BKPM Kaji Buka Sektor Retail untuk Asing, Kemendag Menolak

Franky Sibarani.
Sumber :
  • ANTARA FOTO/Widodo S. Jusuf

VIVA.co.id – Badan Koordinasi Penanaman Modal (BKPM) mempertimbangkan membuka sektor retail untuk investor asing karena mereka tertarik dengan sektor ini.

Kepala Badan Koordinasi Penanaman Modal (BKPM), Franky Sibarani, mengatakan bahwa sektor retail, seperti department store, minimarket, dan supermarket masih tertutup untuk asing hingga saat ini.

"Tiga-tiganya ini tertutup," kata Franky di Kementerian Koordinator Bidang Perekonomian, Jakarta, Senin, 18 Januari 2015.

Diketahui, dalam Daftar Negatif Investasi (DNI) sebelumnya, department store dengan luas di bawah 2.000 meter persegi (m2), supermarket dengan luas kurang dari 1.200 m2, dan minimarket seluas 400 m2 tertutup untuk asing.

Dia mengatakan bahwa pihaknya mempertimbangkan apakah akan membuka ketiga retail ini bagi asing atau tetap menutupnya untuk penyertaan modal asing (PMA) dalam revisi DNI.

"Pertimbangannya lebih kepada investor ada beberapa yang berminat masuk. Dalam negeri juga saya kira akan dilihat sejauh mana perkembangannya. Tapi, kalau dibuka 33 persen saja, setidaknya dia bisa bermitra dengan (investor) luar untuk meningkatkan kapasitas investasi itu," kata mantan Sekretaris Jenderal Gabungan Pengusaha Makanan dan Minuman Indonesia (GAPPMI) itu.

Selain itu, Franky mengatakan, ada kemitraan bagi investor asing yang ingin merambah sektor retail. Investor asing diminta turut mendistribusikan produk usaha kecil dan menengah (UKM).

"Misalnya, kemitraan itu menjual produk UKM. Jadi, dia bisa PMA, tapi bekerja sama dengan UKM untuk kemitraan," kata dia.

Sementara itu, Direktur Jenderal Perdagangan Dalam Negeri Kementerian Perdagangan, Srie Agustina, mengatakan bahwa pihaknya belum sepenuhnya mendukung retail dibuka sepenuhnya untuk asing.

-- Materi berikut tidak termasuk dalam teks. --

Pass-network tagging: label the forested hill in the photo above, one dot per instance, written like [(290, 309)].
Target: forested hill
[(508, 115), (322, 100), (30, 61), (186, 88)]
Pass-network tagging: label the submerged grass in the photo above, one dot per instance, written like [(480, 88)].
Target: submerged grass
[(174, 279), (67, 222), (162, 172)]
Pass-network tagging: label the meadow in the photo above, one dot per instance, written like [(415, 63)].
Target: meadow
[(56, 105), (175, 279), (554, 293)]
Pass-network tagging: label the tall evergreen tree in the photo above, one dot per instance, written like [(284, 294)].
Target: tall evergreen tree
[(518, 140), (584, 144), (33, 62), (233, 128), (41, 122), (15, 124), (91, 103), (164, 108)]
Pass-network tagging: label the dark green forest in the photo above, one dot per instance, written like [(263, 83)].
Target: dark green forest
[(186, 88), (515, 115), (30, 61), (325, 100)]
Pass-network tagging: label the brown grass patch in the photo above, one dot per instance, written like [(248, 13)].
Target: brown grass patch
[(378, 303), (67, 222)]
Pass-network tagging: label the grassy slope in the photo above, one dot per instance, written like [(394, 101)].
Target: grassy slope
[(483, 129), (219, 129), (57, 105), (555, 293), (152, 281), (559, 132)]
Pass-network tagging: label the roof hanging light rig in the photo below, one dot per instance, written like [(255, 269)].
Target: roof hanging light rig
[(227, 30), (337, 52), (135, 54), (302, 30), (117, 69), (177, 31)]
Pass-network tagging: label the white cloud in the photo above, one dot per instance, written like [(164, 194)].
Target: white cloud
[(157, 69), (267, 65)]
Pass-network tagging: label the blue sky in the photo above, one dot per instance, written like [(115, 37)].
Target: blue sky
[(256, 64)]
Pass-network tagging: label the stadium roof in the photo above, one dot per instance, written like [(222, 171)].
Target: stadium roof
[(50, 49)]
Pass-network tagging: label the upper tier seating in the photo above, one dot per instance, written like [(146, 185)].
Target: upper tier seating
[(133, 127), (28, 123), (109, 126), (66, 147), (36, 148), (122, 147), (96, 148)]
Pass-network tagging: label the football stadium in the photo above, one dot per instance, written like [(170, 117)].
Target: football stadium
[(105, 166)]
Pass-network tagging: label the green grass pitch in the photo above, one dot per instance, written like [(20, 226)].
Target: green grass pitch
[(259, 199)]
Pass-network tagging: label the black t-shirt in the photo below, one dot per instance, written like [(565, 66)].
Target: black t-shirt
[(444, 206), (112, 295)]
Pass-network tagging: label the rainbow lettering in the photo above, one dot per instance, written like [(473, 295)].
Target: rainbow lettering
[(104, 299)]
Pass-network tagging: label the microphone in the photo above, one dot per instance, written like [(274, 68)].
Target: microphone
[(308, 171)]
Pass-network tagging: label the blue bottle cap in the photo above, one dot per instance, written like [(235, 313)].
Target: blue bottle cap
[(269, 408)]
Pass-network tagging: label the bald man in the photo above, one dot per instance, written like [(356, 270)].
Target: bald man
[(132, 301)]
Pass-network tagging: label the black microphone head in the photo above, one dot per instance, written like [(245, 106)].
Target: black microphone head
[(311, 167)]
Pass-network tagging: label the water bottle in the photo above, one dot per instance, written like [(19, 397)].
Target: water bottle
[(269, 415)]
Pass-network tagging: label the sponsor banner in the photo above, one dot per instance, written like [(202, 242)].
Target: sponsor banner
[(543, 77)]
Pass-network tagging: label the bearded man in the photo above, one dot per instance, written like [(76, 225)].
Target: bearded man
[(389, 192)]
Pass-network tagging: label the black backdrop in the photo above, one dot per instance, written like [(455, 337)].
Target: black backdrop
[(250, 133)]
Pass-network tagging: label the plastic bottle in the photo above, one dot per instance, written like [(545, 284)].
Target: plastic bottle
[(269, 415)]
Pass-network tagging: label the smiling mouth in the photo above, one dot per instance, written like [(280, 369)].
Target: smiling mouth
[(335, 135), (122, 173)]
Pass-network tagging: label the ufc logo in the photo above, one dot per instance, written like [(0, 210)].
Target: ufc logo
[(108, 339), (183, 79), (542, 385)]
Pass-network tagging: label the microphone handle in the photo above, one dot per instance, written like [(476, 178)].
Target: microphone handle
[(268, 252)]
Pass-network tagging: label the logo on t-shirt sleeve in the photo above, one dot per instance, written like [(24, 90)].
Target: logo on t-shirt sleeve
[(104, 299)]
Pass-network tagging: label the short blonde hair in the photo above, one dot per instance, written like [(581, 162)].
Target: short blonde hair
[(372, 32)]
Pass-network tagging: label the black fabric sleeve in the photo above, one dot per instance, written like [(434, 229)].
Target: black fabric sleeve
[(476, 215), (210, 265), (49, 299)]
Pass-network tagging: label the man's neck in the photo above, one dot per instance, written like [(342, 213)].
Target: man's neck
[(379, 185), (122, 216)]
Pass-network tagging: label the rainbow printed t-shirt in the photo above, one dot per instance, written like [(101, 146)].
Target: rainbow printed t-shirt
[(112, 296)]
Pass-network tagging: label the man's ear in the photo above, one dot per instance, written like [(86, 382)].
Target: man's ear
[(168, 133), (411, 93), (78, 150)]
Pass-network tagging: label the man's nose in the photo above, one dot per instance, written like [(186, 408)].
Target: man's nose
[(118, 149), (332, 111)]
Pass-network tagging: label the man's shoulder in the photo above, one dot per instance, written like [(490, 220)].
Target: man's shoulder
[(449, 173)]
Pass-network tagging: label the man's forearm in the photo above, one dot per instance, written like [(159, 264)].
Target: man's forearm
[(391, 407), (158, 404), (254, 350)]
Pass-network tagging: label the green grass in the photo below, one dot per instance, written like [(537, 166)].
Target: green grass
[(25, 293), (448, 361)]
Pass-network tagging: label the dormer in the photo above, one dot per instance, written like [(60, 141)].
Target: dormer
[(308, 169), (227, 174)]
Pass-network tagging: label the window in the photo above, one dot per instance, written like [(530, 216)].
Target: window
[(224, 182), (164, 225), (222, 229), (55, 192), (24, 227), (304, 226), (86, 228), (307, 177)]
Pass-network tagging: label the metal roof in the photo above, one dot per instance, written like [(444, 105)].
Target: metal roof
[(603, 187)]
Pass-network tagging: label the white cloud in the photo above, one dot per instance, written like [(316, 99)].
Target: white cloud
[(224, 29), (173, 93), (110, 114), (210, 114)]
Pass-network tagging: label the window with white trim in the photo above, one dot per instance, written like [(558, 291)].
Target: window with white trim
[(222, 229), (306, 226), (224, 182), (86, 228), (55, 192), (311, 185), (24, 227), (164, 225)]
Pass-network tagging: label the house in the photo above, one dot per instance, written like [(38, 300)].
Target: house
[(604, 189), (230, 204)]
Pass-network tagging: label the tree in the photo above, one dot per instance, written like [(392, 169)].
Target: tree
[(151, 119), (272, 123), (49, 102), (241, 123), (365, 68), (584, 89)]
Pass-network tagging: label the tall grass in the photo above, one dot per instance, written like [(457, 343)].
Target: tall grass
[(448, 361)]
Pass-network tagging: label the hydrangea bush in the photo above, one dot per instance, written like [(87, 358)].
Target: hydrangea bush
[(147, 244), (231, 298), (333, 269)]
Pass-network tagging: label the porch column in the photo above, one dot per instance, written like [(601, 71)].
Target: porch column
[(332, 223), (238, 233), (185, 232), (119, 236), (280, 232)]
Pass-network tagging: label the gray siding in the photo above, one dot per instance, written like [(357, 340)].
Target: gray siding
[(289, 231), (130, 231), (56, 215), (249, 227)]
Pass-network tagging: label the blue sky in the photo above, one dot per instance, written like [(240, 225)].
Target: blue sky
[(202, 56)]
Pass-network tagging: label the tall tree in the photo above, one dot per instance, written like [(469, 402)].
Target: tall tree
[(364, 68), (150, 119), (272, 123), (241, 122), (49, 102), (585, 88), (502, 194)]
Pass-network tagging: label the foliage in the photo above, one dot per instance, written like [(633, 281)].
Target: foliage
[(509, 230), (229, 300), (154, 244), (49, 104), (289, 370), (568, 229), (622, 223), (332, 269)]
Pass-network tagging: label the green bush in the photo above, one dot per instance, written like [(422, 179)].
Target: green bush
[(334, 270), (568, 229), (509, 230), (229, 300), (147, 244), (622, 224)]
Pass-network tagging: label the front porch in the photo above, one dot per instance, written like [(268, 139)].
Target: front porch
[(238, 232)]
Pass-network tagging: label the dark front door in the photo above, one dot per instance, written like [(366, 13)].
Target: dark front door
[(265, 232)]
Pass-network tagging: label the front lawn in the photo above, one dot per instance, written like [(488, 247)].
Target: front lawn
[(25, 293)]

"Kalau retail kecil buat pemain lokallah. Masak mau dimasukkan (investor) asing juga," kata Srie di tempat yang sama.

Dia mengatakan bahwa PMA seharusnya diprioritaskan untuk industri yang berbasis produksi dalam negeri.

"Kalau menurut saya, prinsipnya yang namanya investasi itu sedapat mungkin yang berbasis produksi di dalam negeri. Kalau perlu, kami buka 1.000 persen untuk industri berbasis produksi yang meng-generate produk dalam negeri," kata Srie. (ase)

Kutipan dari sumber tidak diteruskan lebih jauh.